2. Davalı Hazine vekili temyiz dilekçesinde; Hazine lehine takdir edilen vekalet ücretinin eksik ve hatalı hesap edildiğini, her bir davalı yönünden ayrı ayrı nispi vekalet ücreti takdirinin gerektiğini belirterek kararın bu yönden bozulmasını talep etmiştir.

B. Değerlendirme ve Gerekçe

Dava, kadastro sırasında tespit harici bırakılan taşınmazın davacı adına tescil isteğine ilişkindir.

Toplanan delillere göre; 1951 yılında yapılan tesis kadastrosu sırasında Ankara ili, Çankaya ilçesi, ... Mahallesinde bulunan dava konusu edilen taşınmaz bölümü tarıma elverişsiz arazi niteliğiyle tescil harici bırakılmış, davacı ... imar-ihya ve kazandırıcı zamanaşımı zilyetliğine dayanarak çekişmeli taşınmazın adına tescil isteğiyle dava açmıştır.

Bölge adliye mahkemelerinin nihai kararlarının bozulması 6100 sayılı Kanun'un 371. maddesinde yer alan sebeplerden birinin varlığı hâlinde mümkündür.
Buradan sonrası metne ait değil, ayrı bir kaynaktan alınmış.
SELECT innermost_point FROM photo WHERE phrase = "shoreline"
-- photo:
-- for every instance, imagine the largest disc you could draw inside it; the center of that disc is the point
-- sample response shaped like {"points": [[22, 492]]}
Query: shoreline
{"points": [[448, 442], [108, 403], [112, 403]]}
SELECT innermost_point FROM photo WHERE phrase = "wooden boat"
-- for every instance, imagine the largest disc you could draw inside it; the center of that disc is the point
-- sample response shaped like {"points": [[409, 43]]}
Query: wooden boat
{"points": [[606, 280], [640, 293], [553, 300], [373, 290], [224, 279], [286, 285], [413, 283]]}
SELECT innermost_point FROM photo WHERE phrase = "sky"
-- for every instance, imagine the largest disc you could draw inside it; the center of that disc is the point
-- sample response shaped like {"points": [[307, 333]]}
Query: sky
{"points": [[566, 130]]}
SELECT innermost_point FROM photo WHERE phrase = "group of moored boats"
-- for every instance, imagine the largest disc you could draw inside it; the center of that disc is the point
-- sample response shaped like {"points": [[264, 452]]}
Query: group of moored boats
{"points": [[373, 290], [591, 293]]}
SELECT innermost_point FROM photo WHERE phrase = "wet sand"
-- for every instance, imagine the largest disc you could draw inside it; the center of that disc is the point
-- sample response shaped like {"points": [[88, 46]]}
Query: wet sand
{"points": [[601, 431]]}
Temyizen incelenen karar; tarafların karşılıklı iddia ve savunmalarına, dayandıkları belgelere, uyuşmazlığa uygulanması gereken hukuk kuralları ile hukuki ilişkinin nitelendirilmesine, dava şartlarına, yargılama ve ispat kuralları ile kararda belirtilen gerekçelere göre usul ve kanuna uygun olup davacı vekili ile davalı Hazine vekilinin temyiz dilekçesinde ileri sürülen sebepler kararın bozulmasını gerektirecek nitelikte görülmemiştir.

VI. KARAR

Açıklanan sebeplerle;

Davacı vekili ile davalı Hazine vekilinin temyiz itirazlarının reddi ile Bölge Adliye Mahkemesi kararının 6100 sayılı Kanun'un 370. maddesinin birinci fıkrası uyarınca ONANMASINA,

492 sayılı Harçlar Kanunu'nun değişik 13. maddesinin “j” bendi gereğince temyiz eden davalı Hazine harçtan muaf bulunduğundan bu konuda karar verilmesine yer olmadığına,

Aşağıda yazılı 435,50 TL bakiye onama harcının temyiz eden davacıdan alınmasına,

Dosyanın İlk Derece Mahkemesine, kararın bir örneğinin Bölge Adliye Mahkemesine gönderilmesine,

26.02.2025 tarihinde kesin olmak üzere oy birliğiyle karar verildi.